Did anyone ask for this? What was happening in society where we now had to have everything literal? We needed explanations for everything. Was it a post 911 world that left us asking why these things happen? Was it the insecurities brought up by the new online world, that left us questioning everything? Conspiracy theories were treated with a new level of sincerity online. Just what do we believe? WHO can we trust? The Matrix tapped into the whole “are we really alive” and “life is but a dream” thinking.
Donald Pleasance’s Dr. Sam Loomis summed up Michael simply in the first film: he was evil.
No explanation was given to his ability to rise after gunshots and other bodily harm. He was evil. he killed his sister because he was evil. He came back on Halloween because he was evil. He had to die. That was pretty much it. There was no elaborate scientific explanation on how Michael’s cell regenerate. There was no silly Cult of Thorn excuse. The kid was born bad.
Sometimes bad shit happens to people. A tornado can touch down and destroy your house while leaving your neighbor’s untouched. Michael Myers was a supernatural tornado that touched down in Haddonfield. It destroyed indiscriminately until it was done.
That’s it.
We had a new generation of horror viewers who couldn’t cope with the idea that sometimes bad things just happen and there isn’t a reason. They had the Internet to now explain everything to them. Every tiny detail, every useless factoid and trivia note was at their disposal. They needed answers to everything because their brains didn’t know how to extrapolate or even imagine. They couldn’t suspend disbelief because they were never allowed to.

Back to Blum

Here we are again. Jamie Lee and Michael are coming back for one more round.
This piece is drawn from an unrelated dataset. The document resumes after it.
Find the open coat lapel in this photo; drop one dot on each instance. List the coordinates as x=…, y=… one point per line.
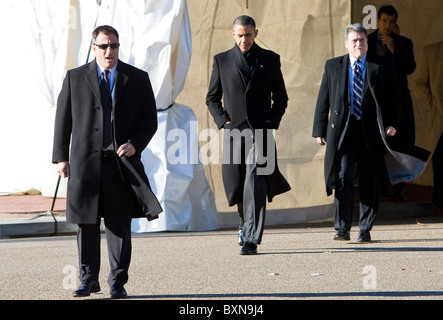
x=92, y=79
She’s pushing 60, so unless they plan on a senior care home series, it’s time to wind this up.

Whether they erase all of the films except the first, keep Part II and ignore H20, it is a clear sign that this series is not the string of classics so many like to think.
Studios are ranting against Rotten Tomatoes but missing the simple answer: just make good stuff.

You see, if you just didn’t make lousy sequels for a quick buck, you wouldn’t have to spend a ton more to go back and erase your mistakes.

Studios have already fatigued audiences with remakes and reboots of films that didn’t need them. Now they antagonize further by going back to erase canon. They confuse. They piss off and they show that no matter how badly they treat their patrons, people will still fork over money.
I once said a better strategy to remaking good films is to go back and remake the bad ones. Fix the entries that did a disservice to the series.
Maybe that’s what Blumhouse is doing here? Halloween couldn’t end on those remakes let alone the terrible “Tyra Banks” Halloween. However, let’s say this new film is a hit (my bets are it will be) what comes next? Where does it go from there? Or is this the Viking funeral the series needs?
No matter what, get it right. Stop making deliberately shitty films (That’s right Universal, I’m looking at you with this franchise and Jaws The Revenge).
Do it right the first time and you won’t have to do it again. Just like good teachers and parents teach us.